Privacy? Yeah, well, not much information. The write up ignores Amazon’s federation capabilities and its cross correlation analytics. And Google? Yeah, advertising. We know what that means.

Audio formats? Google seems to cover the bases. The write up ignores the Amazon APIs, which is not surprising because none of Amazon’s law enforcement and policeware capabilities seem to have hit the author’s radar.

Vocabulary? Well, if Google supports more languages, whatever vocabulary tweaking it permits will crush Amazon’s capabilities.

Additional features? Google can do emotions. Right, Alexa cannot it seems. The Beyond Search goose thinks the author should check into Alexa’s capabilities with regard to Amazon Sagemaker. Just a thought: You, gentle reader, may want to check this out as well.

Wrap up?

Both are equal. But the way the write up presents information, Google is the implicit winner.

The Beyond Search goose happens to disagree. What are those Alexa enabled gizmos doing? Interesting question which this Analytics India article does not address.

Stephen E Arnold, October 22, 2018

Amazon: Device Proliferation and One Interesting Use Case

September 21, 2018

The technology “real news” channels are stuffed with Amazon gizmo news. Interesting stuff if one considers that these devices may snap into the eCommerce company’s policeware subsystems.
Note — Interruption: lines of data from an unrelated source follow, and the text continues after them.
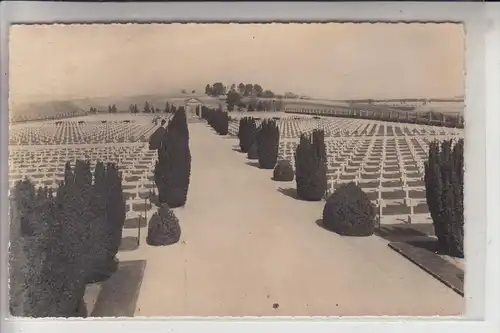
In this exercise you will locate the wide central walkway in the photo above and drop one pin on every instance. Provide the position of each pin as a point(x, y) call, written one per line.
point(249, 250)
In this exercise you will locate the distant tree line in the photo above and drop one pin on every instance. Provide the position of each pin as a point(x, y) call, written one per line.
point(150, 108)
point(243, 89)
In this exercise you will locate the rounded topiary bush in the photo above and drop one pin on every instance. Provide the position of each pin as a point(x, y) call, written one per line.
point(349, 212)
point(164, 228)
point(283, 171)
point(253, 153)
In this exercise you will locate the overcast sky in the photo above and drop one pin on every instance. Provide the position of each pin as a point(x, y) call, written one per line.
point(334, 61)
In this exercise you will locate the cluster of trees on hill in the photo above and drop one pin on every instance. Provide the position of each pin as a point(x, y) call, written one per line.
point(243, 89)
point(150, 108)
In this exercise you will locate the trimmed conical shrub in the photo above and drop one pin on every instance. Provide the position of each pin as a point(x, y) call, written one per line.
point(246, 133)
point(349, 212)
point(156, 138)
point(310, 166)
point(164, 228)
point(173, 168)
point(268, 139)
point(444, 193)
point(253, 153)
point(283, 171)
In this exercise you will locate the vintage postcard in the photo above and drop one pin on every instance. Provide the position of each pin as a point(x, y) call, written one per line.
point(236, 170)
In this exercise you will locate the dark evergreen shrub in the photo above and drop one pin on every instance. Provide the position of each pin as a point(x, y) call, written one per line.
point(444, 194)
point(173, 167)
point(283, 171)
point(310, 166)
point(246, 133)
point(349, 212)
point(44, 278)
point(115, 214)
point(164, 228)
point(253, 153)
point(268, 139)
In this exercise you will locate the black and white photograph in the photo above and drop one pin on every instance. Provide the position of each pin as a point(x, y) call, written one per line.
point(206, 169)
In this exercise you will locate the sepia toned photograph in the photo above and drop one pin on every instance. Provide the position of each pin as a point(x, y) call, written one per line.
point(161, 170)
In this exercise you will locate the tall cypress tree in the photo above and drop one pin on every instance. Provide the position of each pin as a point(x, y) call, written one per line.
point(267, 139)
point(173, 170)
point(310, 165)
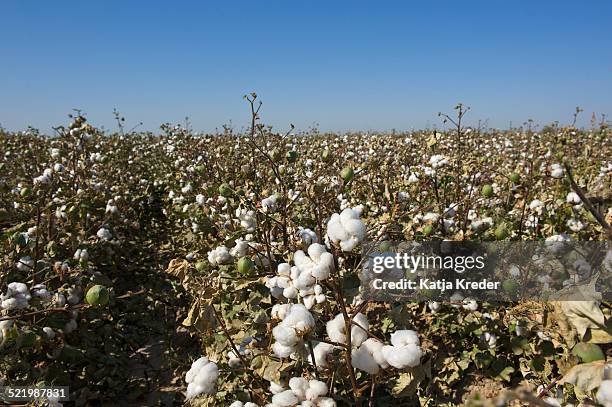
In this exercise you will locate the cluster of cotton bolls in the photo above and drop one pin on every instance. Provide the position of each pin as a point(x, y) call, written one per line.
point(346, 229)
point(17, 296)
point(301, 279)
point(296, 321)
point(201, 378)
point(40, 291)
point(302, 392)
point(269, 204)
point(45, 178)
point(404, 351)
point(307, 236)
point(336, 329)
point(219, 255)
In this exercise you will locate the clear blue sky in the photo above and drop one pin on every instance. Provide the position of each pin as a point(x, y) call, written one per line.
point(345, 65)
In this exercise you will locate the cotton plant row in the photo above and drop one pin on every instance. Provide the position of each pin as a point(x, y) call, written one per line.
point(285, 216)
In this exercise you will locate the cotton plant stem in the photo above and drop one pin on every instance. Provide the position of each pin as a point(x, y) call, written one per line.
point(587, 202)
Here in Harrod’s Creek, we noted one announcement almost lost in the flood of device announcements. “Skype Calling Coming to Amazon Alexa Devices Later This Year” indicates that the tension between the two companies may be lessening. Years ago Microsoft had database envy generated by the eCommerce giant’s innovations in data management and data wrangling. Then there were the skirmishes over staff and office space.

If the information in the ZDNet “real news” write up is accurate, this statement may be more interesting than using an Alexa gizmo as a telephone:

Alexa users will be able to make outgoing Skype voice and video calls, accept incoming Skype calls and make SkypeOut calls to most phone numbers around the world, according to Microsoft officials. Users will be able to say “Alexa, call Jimmy on Skype,” or to say “Alexa, answer” when a Skype call comes in.
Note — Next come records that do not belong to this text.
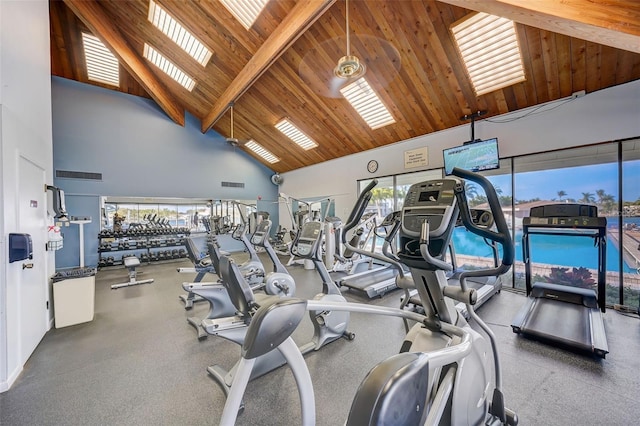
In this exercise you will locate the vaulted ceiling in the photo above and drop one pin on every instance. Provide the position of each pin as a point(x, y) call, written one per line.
point(282, 66)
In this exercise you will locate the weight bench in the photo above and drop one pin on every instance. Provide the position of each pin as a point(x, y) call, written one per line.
point(131, 263)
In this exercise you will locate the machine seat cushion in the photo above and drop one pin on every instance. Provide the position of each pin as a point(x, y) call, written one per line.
point(393, 393)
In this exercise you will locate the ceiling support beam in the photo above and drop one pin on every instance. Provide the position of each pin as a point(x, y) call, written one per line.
point(94, 17)
point(611, 23)
point(301, 17)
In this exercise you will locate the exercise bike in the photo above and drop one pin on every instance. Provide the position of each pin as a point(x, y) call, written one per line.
point(328, 325)
point(276, 283)
point(446, 372)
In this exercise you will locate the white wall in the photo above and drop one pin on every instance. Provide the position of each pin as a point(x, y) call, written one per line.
point(601, 116)
point(25, 130)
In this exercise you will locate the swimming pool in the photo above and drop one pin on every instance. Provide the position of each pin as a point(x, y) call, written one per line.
point(548, 249)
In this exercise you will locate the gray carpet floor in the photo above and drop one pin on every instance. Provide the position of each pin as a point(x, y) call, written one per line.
point(139, 363)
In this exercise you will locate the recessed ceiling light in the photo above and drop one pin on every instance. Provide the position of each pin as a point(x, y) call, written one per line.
point(293, 133)
point(168, 67)
point(101, 65)
point(367, 103)
point(245, 11)
point(261, 151)
point(176, 32)
point(490, 51)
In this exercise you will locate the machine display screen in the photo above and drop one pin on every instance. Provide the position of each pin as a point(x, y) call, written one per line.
point(428, 196)
point(310, 231)
point(475, 157)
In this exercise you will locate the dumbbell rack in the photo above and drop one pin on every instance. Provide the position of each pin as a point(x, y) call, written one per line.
point(147, 245)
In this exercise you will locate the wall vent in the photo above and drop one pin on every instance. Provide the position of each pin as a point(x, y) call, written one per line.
point(68, 174)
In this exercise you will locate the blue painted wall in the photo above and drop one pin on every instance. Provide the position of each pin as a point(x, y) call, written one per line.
point(141, 152)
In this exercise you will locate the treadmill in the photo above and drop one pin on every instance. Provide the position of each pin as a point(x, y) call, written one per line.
point(557, 312)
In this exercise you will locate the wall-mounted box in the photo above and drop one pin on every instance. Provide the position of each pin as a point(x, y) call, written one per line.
point(20, 247)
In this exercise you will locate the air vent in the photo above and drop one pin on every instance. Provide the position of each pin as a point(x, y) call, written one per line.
point(233, 184)
point(67, 174)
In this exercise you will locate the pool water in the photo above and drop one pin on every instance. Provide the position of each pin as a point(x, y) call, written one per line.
point(547, 249)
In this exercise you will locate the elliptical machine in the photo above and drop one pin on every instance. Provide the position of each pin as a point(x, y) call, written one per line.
point(278, 282)
point(328, 325)
point(445, 373)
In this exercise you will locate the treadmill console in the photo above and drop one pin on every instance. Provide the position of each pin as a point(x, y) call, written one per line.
point(432, 201)
point(581, 216)
point(261, 233)
point(306, 245)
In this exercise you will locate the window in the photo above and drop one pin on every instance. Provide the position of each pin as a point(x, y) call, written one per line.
point(367, 103)
point(101, 65)
point(245, 11)
point(178, 34)
point(293, 133)
point(629, 233)
point(489, 48)
point(583, 175)
point(168, 67)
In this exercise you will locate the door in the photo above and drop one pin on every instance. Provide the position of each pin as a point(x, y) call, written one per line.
point(33, 283)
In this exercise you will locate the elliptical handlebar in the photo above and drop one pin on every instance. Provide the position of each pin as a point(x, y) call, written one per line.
point(503, 236)
point(358, 209)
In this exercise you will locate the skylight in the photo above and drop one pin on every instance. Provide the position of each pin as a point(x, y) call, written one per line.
point(261, 151)
point(176, 32)
point(102, 66)
point(245, 11)
point(490, 50)
point(165, 65)
point(293, 133)
point(367, 103)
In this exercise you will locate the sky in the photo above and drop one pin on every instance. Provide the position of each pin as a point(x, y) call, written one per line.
point(574, 181)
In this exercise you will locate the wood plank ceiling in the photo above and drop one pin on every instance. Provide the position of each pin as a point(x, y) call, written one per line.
point(413, 63)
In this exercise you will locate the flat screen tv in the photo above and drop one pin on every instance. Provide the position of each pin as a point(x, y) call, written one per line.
point(475, 156)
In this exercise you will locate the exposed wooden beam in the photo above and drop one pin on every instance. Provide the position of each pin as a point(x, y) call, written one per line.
point(94, 17)
point(614, 23)
point(301, 17)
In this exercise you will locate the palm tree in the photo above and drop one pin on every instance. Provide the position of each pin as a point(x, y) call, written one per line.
point(608, 203)
point(588, 198)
But the “real news” continues with an admission from the author:

I have to admit at this point I am kind of lost as to how Microsoft hopes to differentiate and position Cortana. Granted, Microsoft execs said they want Cortana not to be just about convenience, but about built-in assistance, but Skype is a Microsoft service….

From my vantage point in Harrod’s Creek, the tie up in voice may be more than a test. In fact, the deal may signal another victim of the Amazon strategy. Microsoft may be losing without knowing that it is in a fight.